De tout cela une question : qui était donc dans les tribunes, alors ? Où étaient les électeurs du RN ? Et s’ils étaient présents, comment et pourquoi ont-ils acclamé sans réserve des sportifs noirs ou d’origine maghrébine, et avec certainement pas mal de musulmans parmi eux et avec des prénoms peu chrétiens ? Certes, tout raciste a un « meilleur ami » arabe, mais quand même ! Ou alors le public des jeux était-il exclusivement composé de gens ouverts, anciens militants de « Touche pas à mon pote », ce que je ne crois pas ? N’y avait-il que des « bobos » ou des « wokes » dans les tribunes ? Pourtant, certains observateurs ont déclaré que, d’après eux, c’était plutôt le silence, forcément suspect, côté élus de gauche. D’autres rappelaient que le sport, notamment de compétition, relève de valeurs « de droite ». Alors, que penser ? On n’a jamais autant entendu La Marseillaise, mais elle sonnait, en tous les cas pour moi, bien différemment dans les sites des jeux que dans un meeting de Reconquête.

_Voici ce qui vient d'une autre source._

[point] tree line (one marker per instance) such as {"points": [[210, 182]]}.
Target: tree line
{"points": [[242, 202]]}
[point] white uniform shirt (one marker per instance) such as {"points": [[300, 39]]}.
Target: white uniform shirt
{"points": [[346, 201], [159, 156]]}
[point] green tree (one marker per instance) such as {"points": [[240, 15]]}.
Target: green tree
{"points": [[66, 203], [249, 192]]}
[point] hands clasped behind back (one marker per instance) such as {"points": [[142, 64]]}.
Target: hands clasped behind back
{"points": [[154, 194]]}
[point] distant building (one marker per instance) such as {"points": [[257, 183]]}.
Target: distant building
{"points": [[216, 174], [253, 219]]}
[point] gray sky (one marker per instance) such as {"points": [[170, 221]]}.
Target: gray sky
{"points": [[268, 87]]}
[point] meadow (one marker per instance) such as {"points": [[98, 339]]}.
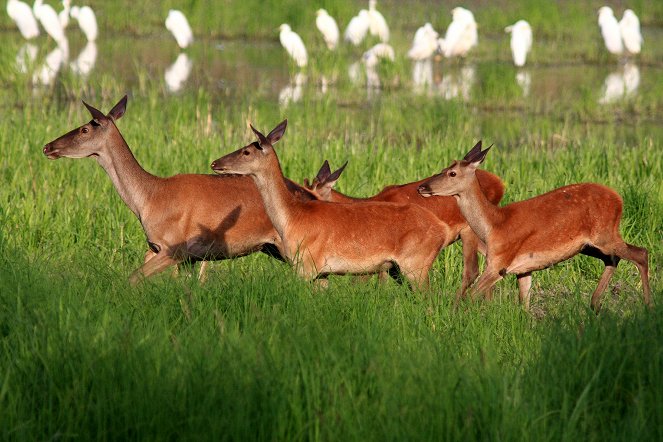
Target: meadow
{"points": [[255, 352]]}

Décidément, la France n’est jamais avare de paradoxes. Embrassant la police un jour, lui hurlant « ACAB » dans sa face un autre. Considérant des événements sportifs comme des « panem et circenses » destinés à abrutir les foules, mais achetant toutes les places disponibles pour ces JO parisiens. Pointant sans relâche les dysfonctionnements des services publics mais applaudissant Jean Castex descendu auprès de ses troupes pour aiguiller les voyageurs du métro. Portant aux nues des sportifs sans se soucier de ce qu’ils sont car ne regardant que les exploits accomplis et, pourtant, amenant presque (pour l’instant) aux portes du pouvoir des idées xénophobes et nationalistes. J’avoue ma perplexité.

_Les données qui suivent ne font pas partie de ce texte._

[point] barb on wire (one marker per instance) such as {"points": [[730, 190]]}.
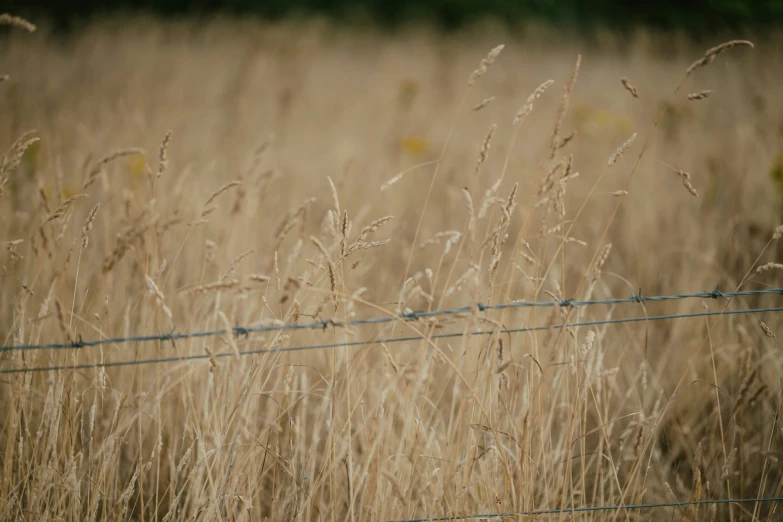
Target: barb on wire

Mais qu’il n’y ait aucune méprise, je me réjouis de tout cela, évidemment ! Et, histoire de rester professionnel, voici quelques réflexions qui peuvent nous concerner.

D’abord, quand les services publics sont suffisamment dotés de moyens – humains et financiers –, ils fonctionnent parfaitement. Rien de surprenant, mais pas inutile à rappeler en ces temps d’annonces, une fois de plus, de disette budgétaire.

Nous qui, dans nos collectivités, recherchons à créer du lien, à le maintenir, à faire du « commun », avons quelques bonnes idées à prendre. Visiblement, la flamme du collectif peut être ravivée.

Ensuite, nous qui, dans nos collectivités, recherchons à créer du lien, à le maintenir, à faire du « commun », avons quelques bonnes idées à prendre. Visiblement, la flamme du collectif peut être ravivée. Aucune désespérance à avoir, donc. À l’évidence, refaisons confiance aux Françaises et aux Français. Ils viennent de prouver leur capacité à se mobiliser, à communier ensemble, au-delà de toutes les différences et de tous les clivages. Ils viennent de prouver que l’on peut être patriote sans être extrémiste, sans être ringard et sans mépriser les autres nationalités.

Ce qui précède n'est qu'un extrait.